2. Mettere a tacere il proprio critico interiore

Non mi merito quello che ho. Se non mi impegno al 110 per cento il mio capo sarà insoddisfatto di me e mi licenzierà. Se mi fermo ora perderò delle occasioni importanti.

Hai mai sentito pronunciare nella tua testa frasi simile a queste? Chi le dice? Sei tu o una persona specifica (tua madre o tuo padre, il tuo capo, un amico?). Come ti senti quando il tuo critico interiore prende il sopravvento? Secondo l’esperta di ansia Alice Boyes, mettiamo in atto un “narcisismo  autoprotettivo”. Siamo cioè convinti che l’unico modo per avere successo o essere amati sia essere sempre eccellenti e speciali. Ma chi lo dice? Essere compassionevoli verso se stessi significa potersi dire che possiamo avere una brutta giornata come tutti gli altri, che non dobbiamo sempre essere al top, e che se per una volta facciamo un brutto lavoro non ci succederà niente di male.

3. Imparare a fissare obiettivi “sufficienti”

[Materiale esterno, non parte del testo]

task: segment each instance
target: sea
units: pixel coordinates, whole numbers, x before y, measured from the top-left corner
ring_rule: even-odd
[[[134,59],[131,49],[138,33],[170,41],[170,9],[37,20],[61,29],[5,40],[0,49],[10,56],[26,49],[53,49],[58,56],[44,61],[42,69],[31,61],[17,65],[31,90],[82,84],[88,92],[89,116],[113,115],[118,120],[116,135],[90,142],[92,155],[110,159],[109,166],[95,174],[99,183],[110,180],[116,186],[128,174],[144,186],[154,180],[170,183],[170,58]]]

Invece di andare sempre al massimo e fare continuamente sforzi sovrumani, prova a darti degli obiettivi “sufficienti”. Non dobbiamo lottare H24: possiamo anche fare semplicemente qualcosa di buono o mediocre, senza dover per forza dare sempre il meglio. Cosa succederebbe se in un progetto dessimo “solo” l’80%? La chiave è riconoscere tutti i risultati che otteniamo, non solo quelli che richiedono grande sforzo o che rappresentano grandi vittorie. Anche le piccole vittorie quotidiane devono essere celebrate o almeno riconosciute. Abbassare le aspettative al lavoro può essere più difficile, quindi prova con qualcosa di extra-lavorativo. Se di solito ti alleni per un’ora al giorno, prova a ridurre a 40 minuti e vedi cosa succede. Ti senti meno sotto stress? Vai in palestra più felice? Analizzare gli aspetti positivi dell’essere meno perfetti ci aiuta a capire che possiamo avere giornate più rilassate e tranquille o più spazio mentale rinunciando a un po’ di perfezionismo.